OOM makes the whole cluster data lost

Here is my setup:

elasticsearch with version 0.19.4
4 es nodes in 4 machines
hosting 3 different indices:
indice 1: 10 shards and 1 replica
indice 2 and 3: 5 shards and 1 replica

the 4 nodes cluster are continuously running indexing and i submit a
normal search request with terms facet, which turn out that the
building of the terms facet trigger an OutOfMemory error:

[2012-06-28 09:43:44,053][WARN ][index.cache.field.data.resident] [Kid
Colt] [i3_product] loading field [deptIds] caused out of memory
failure
java.lang.OutOfMemoryError: Java heap space
at org.elasticsearch.index.field.data.support.FieldDataLoader.load(FieldDataLoader.java:61)
at org.elasticsearch.index.field.data.longs.LongFieldData.load(LongFieldData.java:166)

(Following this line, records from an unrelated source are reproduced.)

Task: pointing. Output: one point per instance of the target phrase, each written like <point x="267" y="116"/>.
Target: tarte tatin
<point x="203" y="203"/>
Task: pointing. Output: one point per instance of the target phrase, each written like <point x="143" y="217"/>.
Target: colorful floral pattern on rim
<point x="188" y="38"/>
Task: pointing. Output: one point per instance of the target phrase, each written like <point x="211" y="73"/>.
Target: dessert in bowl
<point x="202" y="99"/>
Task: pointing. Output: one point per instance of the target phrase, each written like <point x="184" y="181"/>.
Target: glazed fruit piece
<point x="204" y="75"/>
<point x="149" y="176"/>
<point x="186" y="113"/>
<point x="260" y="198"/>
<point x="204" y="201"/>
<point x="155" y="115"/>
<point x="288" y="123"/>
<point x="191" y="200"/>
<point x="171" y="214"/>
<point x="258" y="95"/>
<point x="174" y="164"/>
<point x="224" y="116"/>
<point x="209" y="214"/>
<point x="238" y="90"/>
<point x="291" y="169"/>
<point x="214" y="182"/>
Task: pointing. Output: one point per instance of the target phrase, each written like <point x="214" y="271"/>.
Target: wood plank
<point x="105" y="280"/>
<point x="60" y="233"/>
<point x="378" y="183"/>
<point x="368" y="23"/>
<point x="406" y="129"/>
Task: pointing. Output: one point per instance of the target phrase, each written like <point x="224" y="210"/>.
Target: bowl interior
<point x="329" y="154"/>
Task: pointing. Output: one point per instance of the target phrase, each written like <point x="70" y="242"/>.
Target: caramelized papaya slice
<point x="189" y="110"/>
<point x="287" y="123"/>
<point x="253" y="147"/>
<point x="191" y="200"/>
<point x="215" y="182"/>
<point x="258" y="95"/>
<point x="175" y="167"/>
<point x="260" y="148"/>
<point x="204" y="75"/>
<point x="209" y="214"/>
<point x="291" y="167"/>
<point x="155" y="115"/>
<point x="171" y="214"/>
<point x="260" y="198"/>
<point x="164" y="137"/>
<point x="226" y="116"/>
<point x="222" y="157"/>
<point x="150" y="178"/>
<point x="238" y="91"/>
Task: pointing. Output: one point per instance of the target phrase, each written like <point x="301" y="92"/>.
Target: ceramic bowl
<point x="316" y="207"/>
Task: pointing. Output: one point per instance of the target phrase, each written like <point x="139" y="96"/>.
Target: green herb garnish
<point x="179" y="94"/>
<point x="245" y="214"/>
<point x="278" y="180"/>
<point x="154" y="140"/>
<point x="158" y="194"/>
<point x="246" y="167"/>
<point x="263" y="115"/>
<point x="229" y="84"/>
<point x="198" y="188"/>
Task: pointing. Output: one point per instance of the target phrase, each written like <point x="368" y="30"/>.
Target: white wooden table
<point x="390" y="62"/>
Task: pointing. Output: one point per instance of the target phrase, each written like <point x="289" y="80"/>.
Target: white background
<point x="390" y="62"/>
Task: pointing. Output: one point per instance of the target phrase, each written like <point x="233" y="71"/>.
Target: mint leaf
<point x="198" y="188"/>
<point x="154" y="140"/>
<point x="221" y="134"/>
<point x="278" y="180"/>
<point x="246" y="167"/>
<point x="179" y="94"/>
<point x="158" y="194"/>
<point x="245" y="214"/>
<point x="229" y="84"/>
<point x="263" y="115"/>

Since this search request happens in multiple threads at the same
time, i.e. 200 search requests are submitted at the same time to the
cluster and finally all nodes are showing continuously the above OOM
errors.

Then I restarted all 4 es nodes one by one and all the indices are
"lost", the whole cluster meta seems to be cleared out though the data
files still exists in each of es node directory.

"dangling index" message appears when I restarted the nodes:
dangling index, exists on local file system, but not in cluster
metadata, scheduling to delete in [2h]

So my questions are:

  1. is the above behavior expected? how can I recover the cluster data?

  2. I searched this thread:
    https://groups.google.com/d/msg/elasticsearch/sQCYHEdamJc/igf_DEICFmwJ
    and it talks about "configure the VM to exit in case of OOM", how can
    we configure VM to exist in case of OOM?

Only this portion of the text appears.